The exception, rxExec, is used to execute an arbitrary function on specified nodes (or cores) of your compute context. It can be used for traditional high-performance computing functions. The rxExec function offers great flexibility in how arguments are passed, so that you can specify that all nodes receive the same arguments, or provide different arguments to each node.

rxPredict on a cluster is only redistributed if the data file is split.

Obtain node information

You can use informational functions, such as rxGetInfo and rxGetVarInfo, to confirm data availability. Before beginning data analysis, you can use rxGetInfo to confirm the data set is available on the compute resources.

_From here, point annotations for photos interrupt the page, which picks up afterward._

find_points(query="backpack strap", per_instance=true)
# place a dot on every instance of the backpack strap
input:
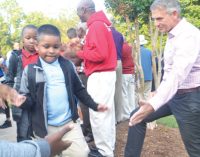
(31, 74)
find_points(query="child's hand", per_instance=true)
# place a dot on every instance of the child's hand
(11, 96)
(102, 108)
(2, 104)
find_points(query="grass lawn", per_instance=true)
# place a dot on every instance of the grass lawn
(168, 121)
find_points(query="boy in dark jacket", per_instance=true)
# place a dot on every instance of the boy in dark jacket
(52, 98)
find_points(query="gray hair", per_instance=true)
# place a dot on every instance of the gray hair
(169, 5)
(88, 4)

You can request basic information about a data set from each node using the rxGetInfo function. Assuming a data source named "airData", you can call rxGetInfo as follows:

rxGetInfo(data=airData)

Note

To load a dataset, use AirOntime2012.xdf from the data set download site and make sure it is in your dataPath. You can then run airData <- RxXdfData("AirOnTime2012.xdf") to load the data on a cluster.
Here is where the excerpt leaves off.